Edgard Morin (1921-), cem anos de vida totalmente dedicados ao pensamento complexo, vivo entre nós é então o grande nome daquilo que temos comumente chamado de a era das incertezas, uma pessoa normal, no seu ser a serenidade, um pensamento despojado de qualquer delírio ou quimeras por demais absurdas, alguém que sempre lutou com as aramas do pensar contra os inimigos da felicidade, estes completamente revestidos de couraças da força, do poder bélico intimidante. Morin, um ser incomum, num mundo banalizado pela estupidez humana não trabalha com a fantasia, mas sim com a realidade que nos circunda; para esse senhor centenário não há como descobrir o imprevisível e a vida no seu todo está tão incerta como em séculos passados, navegar traz consigo uma quantidade inumerável de incertezas, dentre as quais: ignorância, medo, loucura e sonhos.

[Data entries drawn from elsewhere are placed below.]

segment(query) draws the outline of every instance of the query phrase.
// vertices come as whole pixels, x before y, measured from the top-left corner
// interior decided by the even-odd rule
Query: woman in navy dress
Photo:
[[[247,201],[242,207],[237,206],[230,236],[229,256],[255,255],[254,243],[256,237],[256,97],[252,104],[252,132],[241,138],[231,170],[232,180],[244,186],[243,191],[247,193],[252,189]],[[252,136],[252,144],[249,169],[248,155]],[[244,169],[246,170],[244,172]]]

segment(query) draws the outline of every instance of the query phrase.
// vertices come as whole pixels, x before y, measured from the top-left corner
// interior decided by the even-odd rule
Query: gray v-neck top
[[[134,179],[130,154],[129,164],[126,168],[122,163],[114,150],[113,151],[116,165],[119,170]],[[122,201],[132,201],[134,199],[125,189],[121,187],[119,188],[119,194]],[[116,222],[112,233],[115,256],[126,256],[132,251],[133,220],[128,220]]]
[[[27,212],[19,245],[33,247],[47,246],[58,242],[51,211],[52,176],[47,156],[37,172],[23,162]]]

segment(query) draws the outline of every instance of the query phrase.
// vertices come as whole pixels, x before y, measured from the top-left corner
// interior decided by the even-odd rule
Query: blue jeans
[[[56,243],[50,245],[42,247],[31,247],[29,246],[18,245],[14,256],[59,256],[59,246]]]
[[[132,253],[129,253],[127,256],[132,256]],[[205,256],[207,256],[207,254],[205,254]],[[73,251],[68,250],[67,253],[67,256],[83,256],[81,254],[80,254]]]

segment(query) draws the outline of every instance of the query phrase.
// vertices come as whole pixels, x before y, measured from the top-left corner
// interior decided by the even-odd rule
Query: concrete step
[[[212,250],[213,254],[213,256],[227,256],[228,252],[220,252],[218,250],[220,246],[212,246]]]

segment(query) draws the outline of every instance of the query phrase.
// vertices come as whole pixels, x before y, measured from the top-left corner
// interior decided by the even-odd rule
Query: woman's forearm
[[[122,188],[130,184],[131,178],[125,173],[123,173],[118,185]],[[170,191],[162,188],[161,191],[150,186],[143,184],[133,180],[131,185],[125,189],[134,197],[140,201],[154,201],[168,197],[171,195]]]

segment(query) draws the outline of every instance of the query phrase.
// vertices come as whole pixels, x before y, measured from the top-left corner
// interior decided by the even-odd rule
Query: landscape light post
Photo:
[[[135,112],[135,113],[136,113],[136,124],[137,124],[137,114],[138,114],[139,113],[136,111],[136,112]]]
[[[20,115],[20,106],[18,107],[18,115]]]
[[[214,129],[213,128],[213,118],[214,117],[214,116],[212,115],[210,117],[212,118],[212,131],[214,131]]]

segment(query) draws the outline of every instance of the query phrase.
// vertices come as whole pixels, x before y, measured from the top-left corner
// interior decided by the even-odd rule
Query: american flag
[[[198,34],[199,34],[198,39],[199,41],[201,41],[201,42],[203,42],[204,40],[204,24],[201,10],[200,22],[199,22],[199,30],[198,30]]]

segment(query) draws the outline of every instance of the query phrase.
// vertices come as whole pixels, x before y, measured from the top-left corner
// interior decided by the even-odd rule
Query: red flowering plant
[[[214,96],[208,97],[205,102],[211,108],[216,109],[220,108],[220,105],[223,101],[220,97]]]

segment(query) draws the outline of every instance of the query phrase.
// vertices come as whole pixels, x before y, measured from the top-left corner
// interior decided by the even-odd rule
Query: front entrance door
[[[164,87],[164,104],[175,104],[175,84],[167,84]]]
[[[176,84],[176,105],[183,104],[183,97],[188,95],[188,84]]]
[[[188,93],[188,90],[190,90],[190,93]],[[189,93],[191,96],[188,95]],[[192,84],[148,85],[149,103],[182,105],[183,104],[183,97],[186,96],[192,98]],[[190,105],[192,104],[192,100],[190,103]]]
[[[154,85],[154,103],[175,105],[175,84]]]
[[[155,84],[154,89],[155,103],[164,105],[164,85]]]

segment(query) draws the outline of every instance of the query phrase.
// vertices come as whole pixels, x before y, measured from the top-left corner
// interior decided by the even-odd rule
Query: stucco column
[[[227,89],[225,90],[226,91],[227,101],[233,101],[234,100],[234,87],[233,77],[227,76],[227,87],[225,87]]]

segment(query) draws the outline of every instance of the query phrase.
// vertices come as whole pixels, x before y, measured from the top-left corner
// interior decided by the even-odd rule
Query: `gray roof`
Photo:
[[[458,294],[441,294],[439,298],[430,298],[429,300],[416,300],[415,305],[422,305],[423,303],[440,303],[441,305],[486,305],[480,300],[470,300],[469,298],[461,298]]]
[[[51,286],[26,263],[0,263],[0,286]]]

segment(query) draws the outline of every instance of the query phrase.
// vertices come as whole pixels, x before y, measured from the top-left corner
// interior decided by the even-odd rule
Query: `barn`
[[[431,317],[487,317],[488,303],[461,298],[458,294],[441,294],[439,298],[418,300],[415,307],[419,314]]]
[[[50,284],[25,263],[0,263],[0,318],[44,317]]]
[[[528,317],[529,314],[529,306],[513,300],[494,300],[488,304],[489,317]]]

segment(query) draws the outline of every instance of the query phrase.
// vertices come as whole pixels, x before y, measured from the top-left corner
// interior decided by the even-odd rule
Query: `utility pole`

Hans Jonas (1903-1993), filósofo alemão, vem nos últimos anos ocupando cada vez mais um papel de destaque na sociedade que vagamente encontra-se em plena felicidade, mas muito imbuída da falta de sentido e um excesso estrondoso de imaginação técnica, o estilo de vida no qual Hans Jonas esteve mergulhado foi por ele atentamente analisado sob muitos pontos, em especial o da responsabilidade, essa que tanto tem sido deixada de lado pela atual civilização que despreza a prudência, o meio termo, a sobriedade e a cautela. Hans Jonas é um dos poucos que em vida teve a audácia de pensar, escrever e publicar aquilo que ele considerava os males do mundo moderno e não aquilo que os outros queriam que ele se manifestasse; seu Princípio Responsabilidade cai como uma bomba na visão prometéica dominante do mundo atual, que se julga a única com a capacidade de se salvar.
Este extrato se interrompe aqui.